Aparentemente, vivi um ano péssimo e anuncia-se outro pior. E, no entanto, nunca fui tão livre das opressões do espírito. Estou cheio de dúvidas e tudo me parece mais claro. Sinto uma verdadeira serenidade e, apesar das ruínas da minha vida anterior, sei agora que não importa tanto a escolha ou o acaso, mas o que tiramos desta breve oportunidade para contemplar o esplendor do mundo.
Este pode ter sido um ano genuinamente mau, mas um dia talvez olhemos para ele de outra forma. Por mais modernas que sejam as sociedades, as mudanças são sempre contidas pela solidez da cultura. Existe uma inércia que atenua as grandes transformações, tal como a areia da praia trava a onda e a transforma em espuma. O pessimismo e a crise talvez nos tenham feito mais fortes. O que ficará da nossa passagem pelo tempo será sempre um enigma, fruto das circunstâncias, mas também escolha nossa.
Em momentos de crise, as sociedades atacam as tradições e rejeitam o passado. É uma reacção tão antiga como o mundo e visa construir o que se designa por nova realidade. A ignorância e a incompetência dos poderes emergentes são disfarçadas pelo discurso agressivo em relação a tudo o que existia, que passa a ser o ‘velho pensamento’. Num país com elites fracas, como é o caso de Portugal, este processo de mudança tende a transformar-se na substituição pura e simples de corporações e grupos de interesses, mas sem verdadeira mudança institucional. As instituições são demasiado vulneráveis para resistirem ao assalto de pequenos grupos coesos, com ligações ou dependências partidárias que os eleitores já não controlam. Quando se apropriam destas instituições, as novas elites procedem à eliminação do ‘antigo’. Quanto mais ignorantes forem, mais vícios prolongam. Esta uma explicação possível para alguns sinais que vemos, sobretudo a incultura da classe política, a debilidade das organizações, o declínio do jornalismo, o caos na educação, o acordo ortográfico, a falta de exigência, a imbecilização das discussões públicas e o triunfo das ideias curtas.
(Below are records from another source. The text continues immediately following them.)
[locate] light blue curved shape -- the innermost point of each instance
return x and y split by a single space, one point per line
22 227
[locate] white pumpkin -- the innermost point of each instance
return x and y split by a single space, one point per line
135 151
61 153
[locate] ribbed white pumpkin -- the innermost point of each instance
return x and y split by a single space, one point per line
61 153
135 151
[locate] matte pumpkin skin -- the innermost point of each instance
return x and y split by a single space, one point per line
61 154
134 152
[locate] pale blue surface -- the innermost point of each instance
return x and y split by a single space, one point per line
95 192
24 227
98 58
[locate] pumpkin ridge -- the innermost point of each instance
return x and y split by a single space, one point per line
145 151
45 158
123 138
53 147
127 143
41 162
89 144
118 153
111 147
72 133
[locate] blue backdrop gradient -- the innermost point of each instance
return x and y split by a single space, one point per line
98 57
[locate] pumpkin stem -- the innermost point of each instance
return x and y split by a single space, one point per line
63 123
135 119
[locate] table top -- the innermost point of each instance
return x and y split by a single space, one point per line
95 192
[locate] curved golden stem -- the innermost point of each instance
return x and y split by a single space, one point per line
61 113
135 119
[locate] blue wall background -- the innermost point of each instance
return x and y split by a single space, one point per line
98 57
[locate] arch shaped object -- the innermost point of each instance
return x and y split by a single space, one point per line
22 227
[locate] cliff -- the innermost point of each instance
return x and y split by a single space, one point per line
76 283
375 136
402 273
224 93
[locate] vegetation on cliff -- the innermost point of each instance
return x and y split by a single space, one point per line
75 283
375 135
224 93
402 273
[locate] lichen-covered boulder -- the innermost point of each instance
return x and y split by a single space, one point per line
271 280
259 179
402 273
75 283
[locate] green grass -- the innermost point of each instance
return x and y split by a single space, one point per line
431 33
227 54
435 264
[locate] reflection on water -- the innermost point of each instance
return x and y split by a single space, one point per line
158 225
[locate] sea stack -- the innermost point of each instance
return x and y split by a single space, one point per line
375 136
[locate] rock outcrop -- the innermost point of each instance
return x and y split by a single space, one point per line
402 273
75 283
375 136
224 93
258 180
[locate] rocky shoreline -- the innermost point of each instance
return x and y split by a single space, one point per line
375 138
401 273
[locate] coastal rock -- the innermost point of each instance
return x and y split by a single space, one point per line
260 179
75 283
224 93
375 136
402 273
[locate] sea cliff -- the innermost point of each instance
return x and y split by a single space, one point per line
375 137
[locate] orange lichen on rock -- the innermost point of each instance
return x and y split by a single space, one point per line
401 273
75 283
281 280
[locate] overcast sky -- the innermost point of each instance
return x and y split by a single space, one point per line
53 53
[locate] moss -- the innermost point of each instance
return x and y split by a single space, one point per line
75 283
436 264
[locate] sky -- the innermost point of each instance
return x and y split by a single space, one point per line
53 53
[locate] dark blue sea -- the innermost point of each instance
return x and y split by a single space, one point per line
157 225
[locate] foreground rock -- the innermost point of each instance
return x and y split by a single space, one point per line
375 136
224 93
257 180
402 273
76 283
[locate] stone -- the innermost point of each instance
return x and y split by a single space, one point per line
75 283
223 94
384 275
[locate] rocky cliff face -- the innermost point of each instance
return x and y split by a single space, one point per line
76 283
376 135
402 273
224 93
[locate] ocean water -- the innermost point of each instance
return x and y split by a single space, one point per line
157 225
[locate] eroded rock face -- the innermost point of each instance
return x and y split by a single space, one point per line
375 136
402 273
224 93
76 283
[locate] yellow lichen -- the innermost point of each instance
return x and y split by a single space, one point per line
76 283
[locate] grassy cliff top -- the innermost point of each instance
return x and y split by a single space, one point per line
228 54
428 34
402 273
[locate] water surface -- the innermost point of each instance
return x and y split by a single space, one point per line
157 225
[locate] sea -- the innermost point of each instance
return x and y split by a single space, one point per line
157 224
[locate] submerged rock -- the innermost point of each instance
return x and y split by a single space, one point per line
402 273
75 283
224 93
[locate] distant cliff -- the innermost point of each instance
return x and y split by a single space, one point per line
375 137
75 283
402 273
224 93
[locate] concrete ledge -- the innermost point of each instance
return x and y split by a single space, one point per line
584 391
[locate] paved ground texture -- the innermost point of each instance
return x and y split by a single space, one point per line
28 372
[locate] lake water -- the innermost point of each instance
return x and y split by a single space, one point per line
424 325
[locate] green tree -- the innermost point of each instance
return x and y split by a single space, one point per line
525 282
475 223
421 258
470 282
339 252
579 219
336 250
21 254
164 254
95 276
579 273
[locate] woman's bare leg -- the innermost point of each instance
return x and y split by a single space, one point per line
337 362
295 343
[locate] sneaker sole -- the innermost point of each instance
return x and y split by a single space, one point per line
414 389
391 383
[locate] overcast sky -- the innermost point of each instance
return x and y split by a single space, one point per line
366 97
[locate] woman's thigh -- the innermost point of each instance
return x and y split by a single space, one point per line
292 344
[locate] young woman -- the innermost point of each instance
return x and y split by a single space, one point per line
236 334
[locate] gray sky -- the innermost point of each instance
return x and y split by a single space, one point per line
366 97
As vidas falsas são como a realidade inventada: vemos o que queremos ver. No passado, havia as lendas de santos e de heróis nacionais, contadas de certa maneira em cada época, conforme os interesses de quem contava. Agora, que temos redes sociais cheias de vidas maravilhosas, a mitomania tornou-se um fenómeno comum, que de alguma forma define a modernidade. A tecnologia produz exércitos de inadaptados. O mundo muda sob os nossos pés. Sempre confundimos desejos com factos, sempre fomos vítimas fáceis da língua de prata destes alucinados, que nos enganam com a mesma facilidade com que voam os anjos, mas agora os mitómanos usam as redes sociais e são um modelo do tempo. As vidas falsas e demasiado perfeitas satisfazem a crendice secular, mas os meios de comunicação reforçam a indiferença. As democracias caminham para a eliminação do conflito, que é também a negação da política. A terceira globalização não acabou com a existência de Estados falhados, só que estes já não são retalhados por potências mais fortes, apenas abandonados à sua sorte. As fronteiras deixaram de contar para as finanças. Os mitos são outros: sucesso e aparência.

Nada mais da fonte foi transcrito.